A Santa Casa, que chegou a administrar 39 instituições, conta agora com 28, sendo 6 hospitais de complexidades variáveis e 22 UBS (Unidades Básicas de Saúde), administradas por meio de Organizações Sociais de Saúde. Com a redução do número de unidades, muitos colaboradores retornaram destas unidades e foram incorporados ao quadro de funcionários do Hospital Central.

Apesar de a atual gestão do hospital garantir que essas demissões não afetarão o SUS (Sistema Único de Saúde), o que está colocado para a próxima etapa não assegura nem mesmo os 9 mil postos de trabalho que supostamente essas demissões resguardariam.

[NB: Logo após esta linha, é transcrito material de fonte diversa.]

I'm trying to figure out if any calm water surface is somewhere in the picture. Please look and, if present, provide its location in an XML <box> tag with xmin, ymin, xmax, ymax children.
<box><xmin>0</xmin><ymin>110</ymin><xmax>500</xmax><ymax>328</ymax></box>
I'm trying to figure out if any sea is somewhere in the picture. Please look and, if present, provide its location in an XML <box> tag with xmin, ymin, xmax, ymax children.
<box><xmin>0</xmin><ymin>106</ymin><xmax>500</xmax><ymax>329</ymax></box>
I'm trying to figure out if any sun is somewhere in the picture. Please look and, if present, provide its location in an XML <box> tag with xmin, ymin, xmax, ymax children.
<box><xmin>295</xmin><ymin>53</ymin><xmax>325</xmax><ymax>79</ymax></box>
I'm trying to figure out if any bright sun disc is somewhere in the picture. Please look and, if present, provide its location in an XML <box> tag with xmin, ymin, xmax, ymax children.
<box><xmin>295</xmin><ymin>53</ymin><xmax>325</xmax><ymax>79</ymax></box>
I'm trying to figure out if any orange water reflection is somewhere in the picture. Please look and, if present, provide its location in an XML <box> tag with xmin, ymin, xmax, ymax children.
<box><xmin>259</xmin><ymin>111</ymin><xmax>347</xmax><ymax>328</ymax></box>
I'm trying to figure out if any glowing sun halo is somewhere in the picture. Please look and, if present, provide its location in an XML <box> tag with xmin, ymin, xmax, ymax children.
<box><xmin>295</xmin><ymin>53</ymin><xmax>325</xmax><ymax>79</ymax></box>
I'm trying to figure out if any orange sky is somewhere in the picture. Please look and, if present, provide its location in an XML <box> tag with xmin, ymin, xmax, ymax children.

O que a instituição prevê como um "futuro sustentável" se choca com o rombo de R$ 773 milhões nas contas do hospital e encontra respaldo em burocracias sindicais conciliadoras, dentre as quais, em um total de 13 sindicatos, mais da metade (7) concordou com as demissões.

O atual provedor da Santa Casa, José Luiz Setúbal, pediatra, assumiu em Junho deste ano com o objetivo de renegociar as dívidas e recuperar um hospital que, de pronto-atendimento, atende cerca de 1200 pessoas diariamente. Já em Junho, declarou que, uma vez reduzidas as unidades de saúde da Santa Casa de 39 para 28 nos últimos dois anos, o hospital não mais arcaria com a realocação dos funcionários, antecipando as demissões a que assistimos agora.

Ao mesmo tempo, como parte da recuperação, propôs que, na função de um hospital filantrópico que deve garantir no mínimo 60% do atendimento ao SUS, pago pelo governo, a Santa Casa focaria nos dois hospitais privados da instituição para aumentar seu orçamento.

Essa redução das unidades de saúde atendidas pela Santa Casa está relacionada ao aumento das OSs (Organizações Sociais) e escancara o projeto privatista de Alckmin para os serviços públicos. Enquanto a receita do hospital cai de R$1,5 bilhão para R$800 milhões, precarizando cada vez mais o atendimento à população, pinta-se como única saída para a saúde pública a privatização.

O plano do PSDB em escala estadual, fazendo coro ao ajuste fiscal de Dilma a nível federal, é exatamente esse: precarizar os serviços públicos, como temos visto com o ataque ao Ensino Básico e o fechamento das escolas, para pintar como única saída possível a privatização.